Sales of existing homes rose by a seasonally adjusted 3.2 percent from the first quarter and 17.2 percent from a year earlier, the Runstad Center for Real Estate Studies at the University of Washington reported. The median resale price was $370,800, up 15 percent from the first quarter and 6.5 percent from a year earlier.
The most notable statistic in the report had to do with statewide sales. While the actual number of sales rose from the first quarter to the second, sales declined by 2.6 percent after adjusting for typical seasonal variation.
“It means that the market didn’t increase as much as it usually does between the first and the second quarters of the year,” center Associate Director Glenn Crellin said Thursday. “And that’s consistent with the fact that overall economic statistics haven’t been as strong in the second quarter as they were in the first.”
But good job growth, particularly in the central Puget Sound area, should buoy the situation going forward, Crellin said. “I think we’re going to be looking at strengthening housing markets for the next few quarters.”
Other factors likely to boost sales are rising prices and, finally, indications that mortgage interest rates are starting to inch up, Crellin said. These will motivate buyers to act now, he said.
But these factors are lowering home affordability. The median-income family made 131.9 percent of what was needed to buy the median-price house in King County in the second quarter, down from 146.2 percent in the first quarter, the center reported.
First-time-buyer families made 72.7 percent of the income needed to afford a starter home, down from 76.7 percent in the first quarter.
The biggest potential cloud for the area’s housing market is the same one that’s been lingering for a while now — homes in or under threat of foreclosure.
The Mortgage Bankers Association reported Thursday that 6.9 percent of Washington mortgages were at least 90 days past due or in the foreclosure process in the second quarter. That’s nearly 80,000 loans.
This “points to the biggest challenges that we have,” Crellin said. “I had hoped that their data was going to show a decline in the delinquent inventory because of the strength in the market, and it didn’t.”
Homes sold through or under the threat of foreclosure tend to carry lower prices, so they weaken the market.
One reason this hasn’t happened much this year is that the actual number of foreclosures “really has fallen off,” Crellin said. “We’ve got a significant amount of properties out there that are still in that foreclosure limbo. Something has to happen to them. …

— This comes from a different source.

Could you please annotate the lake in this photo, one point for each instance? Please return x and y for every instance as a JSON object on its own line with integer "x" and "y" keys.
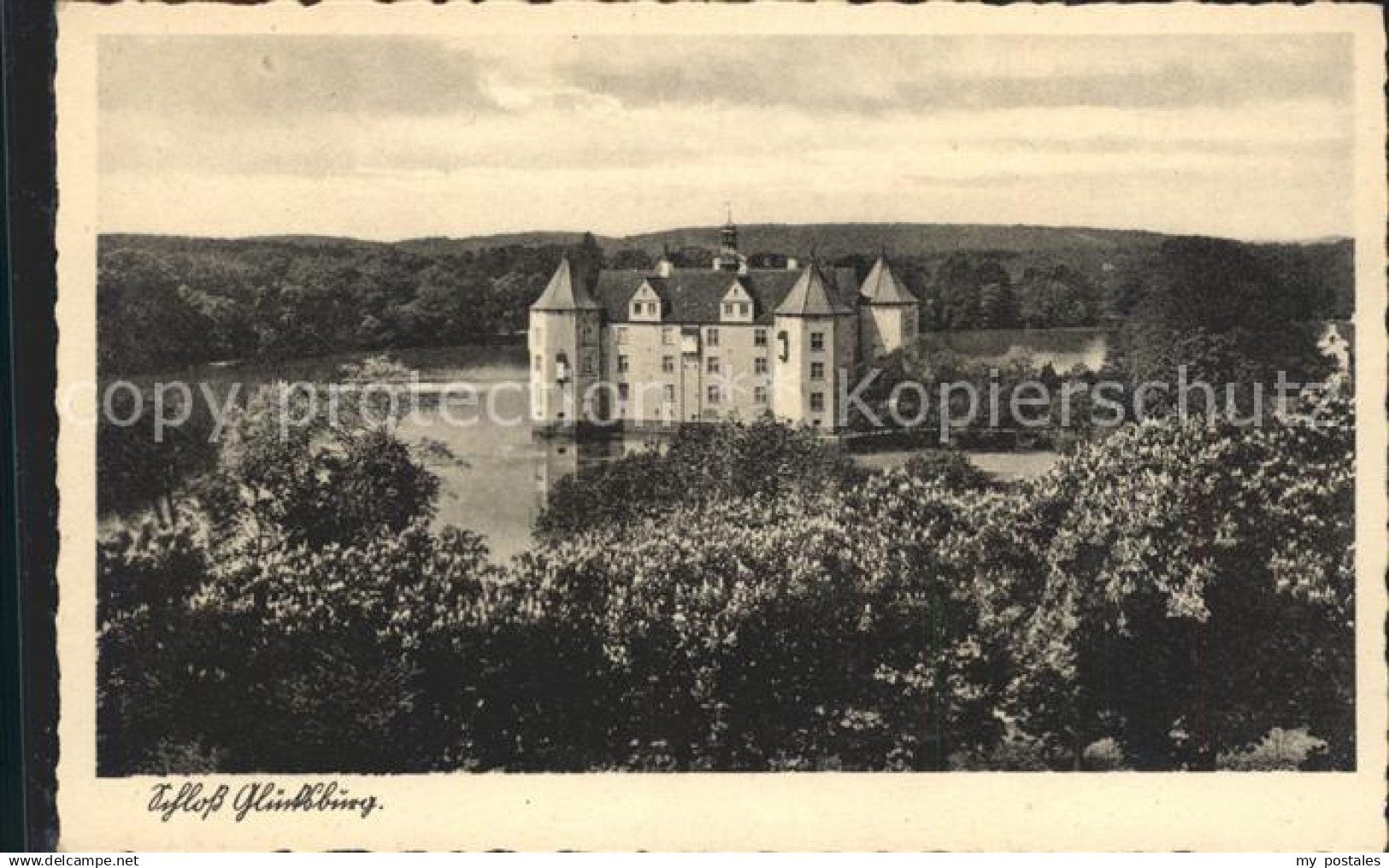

“The rat isn’t moving through the snake as rapidly as I expected it to.”
Mortgage Bankers Association Chief Economist Jay Brinkmann noted in a news release that Washington had the second largest increase in foreclosures started, after new filing requirements delayed new foreclosures in the first quarter.
Looking at the nationwide situation, Brinkmann said:
Mortgage delinquencies were up only slightly over the last quarter. Perhaps more important than the small size of the increase, however, is the fact that it reversed the trend of fairly steady drops in delinquencies we have seen over the last year. This is consistent with the slowdown in the economy during the first half of the year and our stubbornly high unemployment rate. Whether this is just a temporary blip or a sign of a true change in direction for mortgage performance will fundamentally depend on the direction of employment over the remainder of the year.